Weitere Artikel: Muriel Zagha stellt Richard Hands und Michael Wilsons Studie über das Grand-Guignol-Theater vor und bedauert den Niedergang dieser "großartigen" Form des französischen Horrors. D.J. Taylor schreibt einen Nachruf auf den "einzigartigen" Dichter John Enright (mehr hier und hier). John Sutherland geht anhand von Stephen Spenders Lyrik der Frage nach, wie historisch korrekt ein autobiografisches Gedicht sein muss, um wahr zu sein. Und Michael T. Ghiselin lobt Janet Brownes "kluge" und "informative" Darwin-Biografie als reinstes Lesevergnügen.
Stichwörter: Antiamerikanismus

Magazinrundschau vom 06.01.2003 - Times Literary Supplement

Diesmal im TLS: Ruth Scurr ist angetan von Annie Proulx' neuem Roman "That Old Ace in the Hole". Wie so oft in Proulx' Romanen entspinne sich die Handlung um die "Faszination eines Ortes", diesmal die Panhandles (was soviel heißt wie "Pfannenstiele" und die ungerade verlaufenden Staatengrenzen bezeichnet) von Texas und Oklahoma, und dieser Ort sei nicht nur das Thema der Handlung, sondern die Handlung sei es, die zum Thema des Ortes werde.
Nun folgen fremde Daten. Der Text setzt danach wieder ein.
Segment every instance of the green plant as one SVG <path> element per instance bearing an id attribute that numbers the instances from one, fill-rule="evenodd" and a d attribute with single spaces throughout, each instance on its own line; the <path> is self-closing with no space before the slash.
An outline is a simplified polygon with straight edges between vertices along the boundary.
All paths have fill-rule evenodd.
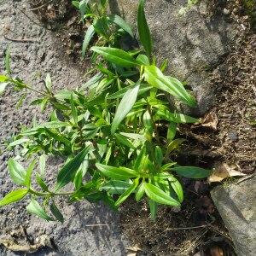
<path id="1" fill-rule="evenodd" d="M 57 196 L 68 197 L 69 203 L 83 199 L 102 201 L 116 209 L 133 194 L 137 201 L 145 195 L 148 198 L 151 216 L 155 218 L 159 204 L 181 205 L 183 193 L 179 177 L 209 175 L 209 170 L 180 166 L 170 159 L 184 141 L 175 139 L 178 125 L 198 120 L 172 112 L 167 99 L 172 96 L 190 107 L 196 102 L 179 80 L 164 75 L 166 62 L 159 68 L 151 57 L 153 44 L 143 6 L 141 0 L 137 20 L 147 55 L 92 47 L 98 73 L 80 89 L 54 93 L 47 75 L 44 90 L 38 91 L 11 76 L 8 52 L 7 73 L 0 76 L 2 88 L 10 84 L 25 95 L 35 90 L 40 97 L 32 104 L 40 105 L 43 111 L 49 104 L 53 110 L 48 122 L 34 120 L 32 127 L 22 127 L 9 142 L 9 148 L 20 147 L 20 157 L 33 160 L 26 170 L 15 160 L 9 160 L 10 176 L 22 188 L 5 195 L 0 206 L 30 195 L 30 212 L 48 221 L 63 222 L 55 202 Z M 50 154 L 66 161 L 53 188 L 47 184 L 44 174 L 45 160 Z M 38 158 L 36 189 L 32 177 Z M 63 191 L 69 183 L 73 189 Z M 38 198 L 43 198 L 44 207 Z"/>
<path id="2" fill-rule="evenodd" d="M 81 21 L 86 20 L 90 24 L 83 43 L 83 56 L 95 34 L 97 35 L 96 44 L 98 46 L 119 47 L 119 38 L 125 33 L 133 38 L 130 26 L 120 16 L 108 14 L 108 0 L 81 0 L 72 3 L 79 10 Z"/>

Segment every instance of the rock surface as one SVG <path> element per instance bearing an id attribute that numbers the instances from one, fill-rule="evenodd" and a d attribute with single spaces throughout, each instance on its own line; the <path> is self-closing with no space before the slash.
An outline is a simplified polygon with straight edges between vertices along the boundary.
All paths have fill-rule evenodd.
<path id="1" fill-rule="evenodd" d="M 10 46 L 14 76 L 19 76 L 39 90 L 46 73 L 53 80 L 53 89 L 75 88 L 84 80 L 83 73 L 70 60 L 65 60 L 63 49 L 56 35 L 43 26 L 28 9 L 26 0 L 3 0 L 0 6 L 0 73 L 3 73 L 4 51 Z M 20 9 L 23 10 L 20 11 Z M 25 14 L 31 18 L 31 20 Z M 39 25 L 35 24 L 38 23 Z M 24 39 L 14 42 L 9 38 Z M 33 41 L 32 41 L 33 40 Z M 43 120 L 38 109 L 29 106 L 35 94 L 30 94 L 20 108 L 15 105 L 20 94 L 11 90 L 0 96 L 0 198 L 16 188 L 9 178 L 7 161 L 14 155 L 13 152 L 3 147 L 4 140 L 20 131 L 20 123 L 29 125 L 37 114 Z M 61 162 L 51 160 L 47 170 L 49 184 Z M 0 208 L 0 243 L 11 234 L 22 244 L 37 243 L 42 236 L 47 236 L 55 243 L 58 253 L 40 250 L 34 255 L 123 255 L 127 244 L 119 230 L 119 215 L 108 207 L 91 205 L 86 201 L 68 206 L 63 203 L 61 209 L 66 220 L 64 224 L 45 222 L 31 216 L 26 211 L 27 201 L 9 205 Z M 92 226 L 91 226 L 92 224 Z M 96 224 L 96 225 L 95 225 Z M 19 230 L 22 227 L 26 234 Z M 24 233 L 24 232 L 23 232 Z M 17 255 L 0 245 L 0 255 Z M 18 255 L 24 255 L 24 253 Z"/>
<path id="2" fill-rule="evenodd" d="M 228 188 L 219 185 L 211 193 L 230 231 L 239 256 L 256 252 L 256 175 Z"/>
<path id="3" fill-rule="evenodd" d="M 169 61 L 169 73 L 187 81 L 196 95 L 195 114 L 206 113 L 214 102 L 209 72 L 229 53 L 235 26 L 222 10 L 207 16 L 202 3 L 184 15 L 178 14 L 184 0 L 148 0 L 146 16 L 153 34 L 154 54 Z M 204 2 L 204 1 L 202 1 Z M 110 0 L 110 10 L 123 15 L 136 27 L 137 0 Z"/>

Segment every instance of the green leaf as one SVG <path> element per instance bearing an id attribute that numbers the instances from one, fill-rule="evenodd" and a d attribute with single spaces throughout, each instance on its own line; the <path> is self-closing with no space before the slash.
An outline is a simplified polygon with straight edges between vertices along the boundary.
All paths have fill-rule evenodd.
<path id="1" fill-rule="evenodd" d="M 28 189 L 20 189 L 9 192 L 0 201 L 0 207 L 6 206 L 21 200 L 27 194 L 27 192 Z"/>
<path id="2" fill-rule="evenodd" d="M 182 83 L 177 79 L 165 76 L 157 67 L 146 66 L 144 77 L 150 85 L 170 93 L 190 107 L 196 105 L 195 98 L 187 92 Z"/>
<path id="3" fill-rule="evenodd" d="M 45 165 L 46 165 L 46 155 L 44 154 L 40 155 L 39 158 L 39 170 L 42 177 L 44 177 Z"/>
<path id="4" fill-rule="evenodd" d="M 195 166 L 172 167 L 172 171 L 176 172 L 180 176 L 190 178 L 203 178 L 208 177 L 212 173 L 212 170 Z"/>
<path id="5" fill-rule="evenodd" d="M 26 207 L 26 211 L 47 221 L 54 221 L 52 218 L 45 213 L 44 210 L 38 204 L 38 202 L 32 198 L 29 205 Z"/>
<path id="6" fill-rule="evenodd" d="M 71 94 L 70 103 L 71 103 L 71 112 L 72 112 L 73 121 L 75 125 L 78 125 L 78 110 L 74 104 L 73 93 Z"/>
<path id="7" fill-rule="evenodd" d="M 96 166 L 102 172 L 102 174 L 113 179 L 126 180 L 138 176 L 138 173 L 136 171 L 126 167 L 113 167 L 99 163 L 96 163 Z"/>
<path id="8" fill-rule="evenodd" d="M 25 179 L 25 184 L 29 189 L 31 184 L 31 176 L 34 170 L 36 164 L 36 160 L 33 160 L 32 162 L 29 165 L 28 168 L 26 169 L 26 179 Z"/>
<path id="9" fill-rule="evenodd" d="M 8 161 L 8 167 L 13 182 L 18 185 L 25 185 L 26 173 L 23 166 L 14 159 L 10 159 Z"/>
<path id="10" fill-rule="evenodd" d="M 9 144 L 9 147 L 15 147 L 15 146 L 17 146 L 17 145 L 20 145 L 20 144 L 23 144 L 23 143 L 26 143 L 29 142 L 29 139 L 27 138 L 22 138 L 22 139 L 19 139 L 19 140 L 15 140 L 14 142 L 12 142 L 11 143 Z"/>
<path id="11" fill-rule="evenodd" d="M 75 173 L 84 160 L 86 154 L 89 153 L 90 146 L 87 146 L 79 154 L 78 154 L 72 160 L 67 162 L 60 171 L 57 176 L 57 183 L 55 191 L 59 190 L 68 183 L 73 181 Z"/>
<path id="12" fill-rule="evenodd" d="M 114 136 L 121 144 L 123 144 L 130 148 L 136 149 L 134 145 L 128 139 L 126 139 L 126 137 L 125 136 L 118 134 L 118 133 L 116 133 Z"/>
<path id="13" fill-rule="evenodd" d="M 4 83 L 9 80 L 9 78 L 5 75 L 0 75 L 0 83 Z"/>
<path id="14" fill-rule="evenodd" d="M 48 185 L 44 183 L 44 181 L 38 173 L 36 174 L 36 179 L 38 183 L 39 184 L 39 186 L 44 191 L 49 191 Z"/>
<path id="15" fill-rule="evenodd" d="M 122 194 L 126 191 L 131 187 L 131 183 L 125 181 L 111 180 L 104 183 L 100 187 L 100 189 L 105 190 L 110 194 Z"/>
<path id="16" fill-rule="evenodd" d="M 127 52 L 109 47 L 93 46 L 91 50 L 102 55 L 108 61 L 124 67 L 132 67 L 140 64 Z"/>
<path id="17" fill-rule="evenodd" d="M 83 57 L 84 57 L 84 55 L 85 55 L 86 49 L 87 49 L 90 41 L 93 38 L 94 34 L 95 34 L 94 26 L 93 26 L 93 25 L 90 25 L 86 31 L 84 39 L 83 42 L 83 46 L 82 46 L 82 56 Z"/>
<path id="18" fill-rule="evenodd" d="M 177 131 L 176 123 L 171 122 L 167 131 L 167 140 L 169 143 L 175 138 L 176 131 Z"/>
<path id="19" fill-rule="evenodd" d="M 163 157 L 162 150 L 159 146 L 155 147 L 154 155 L 155 155 L 156 163 L 159 166 L 161 166 L 164 157 Z"/>
<path id="20" fill-rule="evenodd" d="M 132 108 L 134 103 L 136 102 L 137 93 L 140 88 L 140 83 L 137 82 L 133 89 L 128 90 L 124 95 L 113 118 L 112 125 L 111 125 L 111 133 L 113 134 L 118 129 L 118 126 L 125 118 L 127 113 Z"/>
<path id="21" fill-rule="evenodd" d="M 2 95 L 5 90 L 5 87 L 9 84 L 9 83 L 1 83 L 0 84 L 0 95 Z"/>
<path id="22" fill-rule="evenodd" d="M 51 212 L 51 213 L 53 214 L 53 216 L 61 223 L 64 222 L 64 217 L 62 215 L 62 213 L 60 212 L 60 210 L 58 209 L 58 207 L 56 207 L 56 205 L 55 204 L 55 202 L 53 201 L 52 204 L 49 207 L 49 210 Z"/>
<path id="23" fill-rule="evenodd" d="M 149 208 L 150 208 L 150 217 L 152 219 L 154 220 L 157 215 L 158 203 L 150 199 Z"/>
<path id="24" fill-rule="evenodd" d="M 164 192 L 160 188 L 150 184 L 145 183 L 145 192 L 149 199 L 163 205 L 179 207 L 180 203 L 175 199 L 172 198 L 169 195 Z"/>
<path id="25" fill-rule="evenodd" d="M 145 183 L 142 182 L 140 186 L 138 187 L 137 192 L 136 192 L 135 200 L 137 201 L 139 201 L 143 198 L 143 196 L 144 195 L 144 193 L 145 193 L 144 184 L 145 184 Z"/>
<path id="26" fill-rule="evenodd" d="M 145 17 L 144 12 L 145 0 L 140 0 L 137 10 L 137 28 L 140 36 L 140 41 L 143 45 L 148 56 L 151 55 L 153 43 L 150 35 L 150 30 Z"/>
<path id="27" fill-rule="evenodd" d="M 5 52 L 5 58 L 4 58 L 4 67 L 7 73 L 10 75 L 11 70 L 10 70 L 10 50 L 9 47 L 7 49 Z"/>
<path id="28" fill-rule="evenodd" d="M 171 113 L 167 109 L 158 109 L 156 114 L 160 118 L 164 119 L 169 122 L 173 122 L 177 124 L 187 124 L 187 123 L 197 123 L 199 120 L 193 117 L 177 113 Z"/>
<path id="29" fill-rule="evenodd" d="M 125 31 L 131 38 L 133 38 L 132 31 L 130 26 L 120 16 L 116 15 L 111 15 L 108 16 L 108 19 L 112 22 L 118 25 L 124 31 Z"/>
<path id="30" fill-rule="evenodd" d="M 139 183 L 139 177 L 136 178 L 133 181 L 132 185 L 124 193 L 122 194 L 119 198 L 115 202 L 115 206 L 119 206 L 122 202 L 124 202 L 129 195 L 136 189 L 136 188 L 138 186 Z"/>
<path id="31" fill-rule="evenodd" d="M 168 177 L 168 180 L 170 182 L 172 188 L 173 189 L 176 195 L 177 195 L 179 202 L 182 203 L 184 199 L 184 196 L 183 196 L 183 189 L 181 183 L 172 175 L 170 175 Z"/>
<path id="32" fill-rule="evenodd" d="M 48 92 L 50 92 L 50 91 L 51 91 L 51 85 L 52 85 L 52 83 L 51 83 L 51 79 L 50 79 L 50 76 L 49 76 L 49 73 L 48 73 L 47 75 L 46 75 L 44 83 L 45 83 L 45 88 L 46 88 L 47 91 L 48 91 Z"/>

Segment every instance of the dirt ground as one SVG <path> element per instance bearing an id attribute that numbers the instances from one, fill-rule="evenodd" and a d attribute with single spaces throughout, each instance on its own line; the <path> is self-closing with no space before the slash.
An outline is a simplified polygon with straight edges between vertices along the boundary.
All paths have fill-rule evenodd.
<path id="1" fill-rule="evenodd" d="M 56 32 L 45 29 L 28 9 L 27 1 L 2 0 L 0 5 L 0 73 L 3 72 L 4 52 L 10 46 L 13 74 L 35 86 L 40 86 L 49 73 L 55 90 L 75 88 L 84 80 L 83 67 L 73 58 L 65 58 L 62 41 Z M 4 140 L 19 131 L 20 124 L 28 125 L 38 109 L 28 105 L 35 95 L 29 95 L 26 103 L 16 109 L 20 95 L 8 90 L 0 96 L 0 195 L 14 189 L 7 160 L 12 152 L 4 149 Z M 44 119 L 44 115 L 39 115 Z M 60 162 L 49 160 L 48 173 L 54 179 Z M 64 224 L 47 223 L 32 217 L 25 209 L 26 202 L 0 209 L 0 243 L 3 240 L 19 244 L 37 244 L 42 239 L 46 247 L 36 255 L 122 255 L 128 242 L 119 229 L 119 217 L 108 207 L 86 201 L 63 206 Z M 101 225 L 100 225 L 101 224 Z M 91 226 L 92 225 L 92 226 Z M 49 247 L 57 248 L 54 252 Z M 23 255 L 0 246 L 0 255 Z"/>
<path id="2" fill-rule="evenodd" d="M 55 90 L 80 85 L 85 69 L 90 67 L 86 59 L 80 60 L 81 32 L 84 26 L 77 24 L 74 13 L 67 12 L 67 1 L 61 1 L 57 9 L 45 5 L 40 11 L 37 8 L 44 1 L 33 2 L 33 6 L 25 0 L 2 3 L 1 72 L 4 50 L 10 45 L 15 74 L 33 84 L 41 84 L 49 72 Z M 233 18 L 246 26 L 241 26 L 241 37 L 234 44 L 231 54 L 212 70 L 212 85 L 217 94 L 212 113 L 217 117 L 217 129 L 189 127 L 188 133 L 187 127 L 181 128 L 180 135 L 189 143 L 183 148 L 186 154 L 177 159 L 205 167 L 212 167 L 215 161 L 221 160 L 235 165 L 237 171 L 253 173 L 256 166 L 255 35 L 247 29 L 247 20 Z M 64 26 L 56 26 L 63 22 Z M 28 100 L 33 96 L 28 96 Z M 18 99 L 19 96 L 10 90 L 0 98 L 2 143 L 18 131 L 20 123 L 29 124 L 38 113 L 27 105 L 15 109 Z M 44 119 L 44 115 L 40 118 Z M 6 151 L 0 155 L 3 195 L 14 186 L 6 169 L 7 160 L 12 155 Z M 51 159 L 49 164 L 53 180 L 60 163 Z M 145 201 L 138 205 L 129 201 L 122 207 L 120 215 L 85 201 L 73 206 L 64 204 L 64 225 L 31 217 L 25 210 L 26 202 L 15 204 L 0 209 L 0 241 L 3 238 L 16 239 L 21 244 L 35 244 L 46 237 L 47 246 L 36 255 L 194 255 L 198 250 L 203 255 L 221 255 L 221 252 L 235 255 L 232 241 L 210 198 L 212 187 L 205 180 L 183 182 L 185 201 L 182 208 L 161 207 L 154 223 L 148 217 Z M 55 247 L 57 253 L 54 253 Z M 16 254 L 0 247 L 0 255 Z"/>

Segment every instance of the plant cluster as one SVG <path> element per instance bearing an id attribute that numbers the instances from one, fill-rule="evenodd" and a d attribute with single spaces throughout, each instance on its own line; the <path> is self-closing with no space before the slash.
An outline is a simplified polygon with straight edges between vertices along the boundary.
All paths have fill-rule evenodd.
<path id="1" fill-rule="evenodd" d="M 107 2 L 100 3 L 102 12 L 87 4 L 88 1 L 75 3 L 82 17 L 96 12 L 94 28 L 102 15 L 104 20 L 109 17 L 105 15 Z M 43 111 L 49 105 L 52 111 L 47 122 L 34 120 L 32 127 L 22 127 L 9 143 L 10 148 L 19 146 L 20 156 L 32 159 L 32 163 L 25 169 L 16 160 L 9 160 L 10 177 L 21 188 L 6 195 L 0 206 L 30 197 L 28 212 L 48 221 L 63 222 L 55 202 L 56 196 L 67 196 L 68 203 L 101 201 L 117 209 L 133 195 L 137 201 L 148 197 L 151 216 L 155 218 L 160 204 L 179 207 L 183 202 L 180 177 L 209 175 L 209 170 L 181 166 L 170 159 L 170 154 L 184 141 L 175 139 L 178 125 L 198 119 L 172 111 L 168 98 L 173 96 L 190 107 L 196 102 L 179 80 L 163 73 L 166 61 L 158 67 L 152 58 L 144 0 L 139 1 L 137 27 L 145 54 L 142 49 L 93 46 L 97 73 L 74 90 L 54 93 L 47 75 L 44 90 L 38 91 L 12 77 L 9 54 L 6 55 L 7 72 L 0 76 L 2 90 L 10 84 L 25 92 L 35 90 L 40 97 L 32 104 L 39 105 Z M 45 179 L 48 155 L 65 160 L 54 187 Z M 38 172 L 32 175 L 37 161 Z M 70 183 L 73 189 L 63 191 Z"/>

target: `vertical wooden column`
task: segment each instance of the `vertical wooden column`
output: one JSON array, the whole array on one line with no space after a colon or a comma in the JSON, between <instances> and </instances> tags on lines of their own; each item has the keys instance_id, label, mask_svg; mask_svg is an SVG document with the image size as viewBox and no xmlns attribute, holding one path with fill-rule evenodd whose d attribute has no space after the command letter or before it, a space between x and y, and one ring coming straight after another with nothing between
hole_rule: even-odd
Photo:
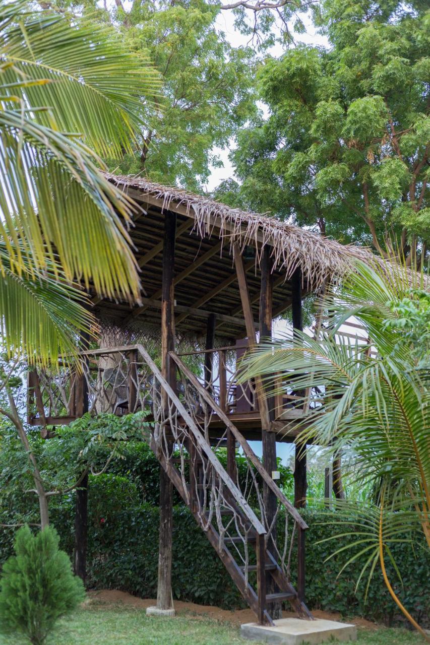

Und genauso unaufdringlich wie die Handlung seien die Einsichten und Ideen der Autorin, was das Buch zu einer "einladenden Konstruktion" mache. "Es erschließt eine Fülle von Material über die Panhandles und Amerika im Allgemeinen, und manches davon ist widerlich. Doch der Geist des Buches ist ein Geist der Befragung, der Wertschätzung von Individualität und der Gleichheit. Proulx ist eine Schriftstellerin mit ernsthaften Ideen, doch ihre strenge Ästhetik fordert Zurückhaltung. Sie erlaubt ihren Ideen nicht, ihren Gegenstand zu beherrschen, und sie vergisst nie, dass diejenigen, die ihre Romane besuchen, vor allem für ihre Geschichten kommen."

Weitere Artikel: Die Kritik hat Hugo Williams weitgehend vernachlässigt, wohl aufgrund seiner "scheinbaren Einfachheit" und seines "Mangels an Anspielungen", vermutet Roger Caldwell. Doch gerade das sei es, was Williams' Gedichte so lesenswert machten. Claude Rawson ist regelrecht "verzaubert" von den Amazonen-Mythen in Candace Slaters Studie "Entangled Edens", die den Zusammenhang zwischen der fremden Neuen Welt und den fremden Amazonen der griechischen Mythologie beleuchtet. Howard Davies hält Barry Eichengreens Studie "Financial Crises" für einen wichtigen Beitrag zur Weltwirtschafts-Debatte, und der Frage, die sich nach der asiatischen Krise stellt, "ob der institutionnelle Rahmen zur Überwachung der Finanzmärkte, dessen Ziel es ist, Krisen vorzubeugen, und wenn die Vorbeugung scheitert, sie zu handhaben, angemessen ist".

Nur im Print zu lesen unter anderem Nicholas Whites "Au Bonheur des Dames" und Robert Irwins Artikel über die mystische Literatur Persiens.